So it now hits the optimal solution at the 30th step instead of the 1,100th step (although it really seems to reach it at step 20, I think the difference is a rounding problem).

figure, axe = pyplot.subplots(figsize=FIGURE_SIZE)
axe.set_title("Gradient Descent Mean Squared Error")
axe.set_xlabel("Training Repetition")
axe.set_ylabel("MSE")
lines = axe.plot(range(len(errors)), errors)

gradient_descent_error.png

figure, axe = pyplot.subplots(figsize=FIGURE_SIZE)
axe.set_title("Gradient Descent Mean Squared Error vs Weights")
axe.set_xlabel("Weight")
axe.set_ylabel("MSE")
lines = axe.plot(weights, errors, "o")

gradient_descent_weights_vs_error.png

The plots show what we already saw in the output, that Gradient Descent converges on a solution much faster than Hot and Cold Learning does.

Why multiply the error by the input?

This has three main effects called stopping, negative reversal, and scaling.

What is Stopping?

Stopping refers to the case where the input is 0. If that's the case then we don't want to adjust the weight so multiplying the error by the input nullifies it.
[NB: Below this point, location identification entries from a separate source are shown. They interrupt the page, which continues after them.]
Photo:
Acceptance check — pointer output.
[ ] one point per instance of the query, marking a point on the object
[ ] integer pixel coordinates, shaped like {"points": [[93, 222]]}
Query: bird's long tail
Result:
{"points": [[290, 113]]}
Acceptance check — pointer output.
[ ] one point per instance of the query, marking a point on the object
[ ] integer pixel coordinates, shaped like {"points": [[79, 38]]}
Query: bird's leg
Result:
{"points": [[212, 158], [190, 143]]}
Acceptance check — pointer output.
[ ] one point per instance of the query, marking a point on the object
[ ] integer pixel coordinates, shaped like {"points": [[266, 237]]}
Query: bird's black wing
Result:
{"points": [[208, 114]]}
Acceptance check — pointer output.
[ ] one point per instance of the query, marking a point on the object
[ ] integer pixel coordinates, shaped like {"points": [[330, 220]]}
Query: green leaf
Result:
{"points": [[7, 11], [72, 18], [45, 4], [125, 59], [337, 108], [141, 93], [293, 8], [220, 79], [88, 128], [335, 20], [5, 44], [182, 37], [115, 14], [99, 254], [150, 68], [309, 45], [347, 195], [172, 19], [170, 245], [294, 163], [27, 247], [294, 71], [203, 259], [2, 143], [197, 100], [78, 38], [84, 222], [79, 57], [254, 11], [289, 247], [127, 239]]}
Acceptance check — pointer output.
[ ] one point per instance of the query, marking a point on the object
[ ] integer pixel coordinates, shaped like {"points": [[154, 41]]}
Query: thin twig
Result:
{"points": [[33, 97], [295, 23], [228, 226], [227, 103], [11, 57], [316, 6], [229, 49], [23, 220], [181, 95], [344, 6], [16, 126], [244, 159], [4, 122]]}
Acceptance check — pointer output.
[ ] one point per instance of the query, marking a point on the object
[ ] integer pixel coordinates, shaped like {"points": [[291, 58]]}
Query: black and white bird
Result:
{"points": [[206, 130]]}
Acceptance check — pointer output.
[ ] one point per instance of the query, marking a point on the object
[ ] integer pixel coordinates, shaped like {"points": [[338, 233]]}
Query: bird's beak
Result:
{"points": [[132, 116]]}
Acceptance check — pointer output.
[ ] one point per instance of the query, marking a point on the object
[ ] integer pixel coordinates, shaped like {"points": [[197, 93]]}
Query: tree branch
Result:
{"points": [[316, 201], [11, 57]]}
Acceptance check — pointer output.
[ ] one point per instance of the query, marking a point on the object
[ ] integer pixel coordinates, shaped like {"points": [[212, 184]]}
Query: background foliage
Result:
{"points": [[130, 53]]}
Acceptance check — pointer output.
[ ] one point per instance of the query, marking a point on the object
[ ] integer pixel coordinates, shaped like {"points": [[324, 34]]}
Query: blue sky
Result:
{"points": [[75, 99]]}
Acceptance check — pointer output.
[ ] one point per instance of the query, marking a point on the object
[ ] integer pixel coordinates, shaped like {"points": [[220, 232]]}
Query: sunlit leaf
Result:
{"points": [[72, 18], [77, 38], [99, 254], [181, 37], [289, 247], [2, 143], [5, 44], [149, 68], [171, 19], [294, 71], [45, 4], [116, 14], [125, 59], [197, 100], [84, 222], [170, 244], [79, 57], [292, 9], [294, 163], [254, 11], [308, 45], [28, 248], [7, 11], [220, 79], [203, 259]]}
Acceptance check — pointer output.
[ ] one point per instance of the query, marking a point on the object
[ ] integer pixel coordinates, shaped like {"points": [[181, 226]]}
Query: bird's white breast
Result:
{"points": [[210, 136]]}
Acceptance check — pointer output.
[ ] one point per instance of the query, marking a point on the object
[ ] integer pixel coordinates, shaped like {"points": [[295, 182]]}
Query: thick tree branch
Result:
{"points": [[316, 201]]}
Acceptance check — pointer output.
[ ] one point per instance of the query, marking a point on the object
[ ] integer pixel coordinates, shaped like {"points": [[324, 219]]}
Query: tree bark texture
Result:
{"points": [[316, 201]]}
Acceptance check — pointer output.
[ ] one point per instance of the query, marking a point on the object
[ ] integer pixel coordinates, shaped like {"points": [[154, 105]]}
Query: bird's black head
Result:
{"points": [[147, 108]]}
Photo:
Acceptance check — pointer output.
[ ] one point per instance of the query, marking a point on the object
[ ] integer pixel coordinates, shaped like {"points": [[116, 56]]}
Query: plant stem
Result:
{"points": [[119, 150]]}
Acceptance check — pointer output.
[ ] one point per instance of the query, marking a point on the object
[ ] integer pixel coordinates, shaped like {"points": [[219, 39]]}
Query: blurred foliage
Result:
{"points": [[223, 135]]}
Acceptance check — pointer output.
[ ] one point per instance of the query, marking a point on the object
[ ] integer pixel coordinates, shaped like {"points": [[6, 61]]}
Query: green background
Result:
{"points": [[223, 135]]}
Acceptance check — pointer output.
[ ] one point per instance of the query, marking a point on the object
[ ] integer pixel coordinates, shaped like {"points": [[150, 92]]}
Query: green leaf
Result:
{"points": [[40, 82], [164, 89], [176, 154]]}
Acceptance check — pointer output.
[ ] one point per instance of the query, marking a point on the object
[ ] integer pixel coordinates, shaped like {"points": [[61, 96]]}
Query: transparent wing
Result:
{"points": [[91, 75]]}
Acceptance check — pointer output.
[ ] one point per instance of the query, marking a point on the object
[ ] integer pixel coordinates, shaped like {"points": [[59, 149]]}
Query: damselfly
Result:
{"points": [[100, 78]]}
What is Negative Reversal?

The sign of the input changes which direction we want the weight to change, so multiplying it by the input keeps the change moving in the right direction even when the sign of the input changes.

What is Scaling?

The larger the input, the greater the amount of change it will add. This can be a bad thing, since the inputs can now have an outsized (negative) effect.

A Discursion On Derivatives

What we're doing when we train our model to minimize our error. In the Mean Squared Error equation:

\[ MSE = \frac{1}{n} \sum_{i=1}^n ((input \times weight) - actual)^2 \]

The only thing we can change is the weight, the input and actual output is set by the data. So what we're interested in is how the error changes as we change the weight. The relationship between how the output changes in relationship to how the input changes is the derivative. One way to think of the derivative is the slope at a point on a line. If you have a straight line the slope will be the same everywhere on it, but if it is curved then different points will have different slopes.

In our case our input is the weight and the output is the error. If you think about slope as \[\frac{rise}{run}\] you'll notice that the bigger the rise, the bigger the slope (since we're taking it at a point the run is infinitesimal), and it's positive going up and negative going down, so if you think of the plot of the MSE earlier, the further you go away from the center (where the error is zero), the steeper the slope, and moving away from the center is always moving up, so the slope is always positive, and moving toward the center where the error is zero is always moving down, so the slope is negative.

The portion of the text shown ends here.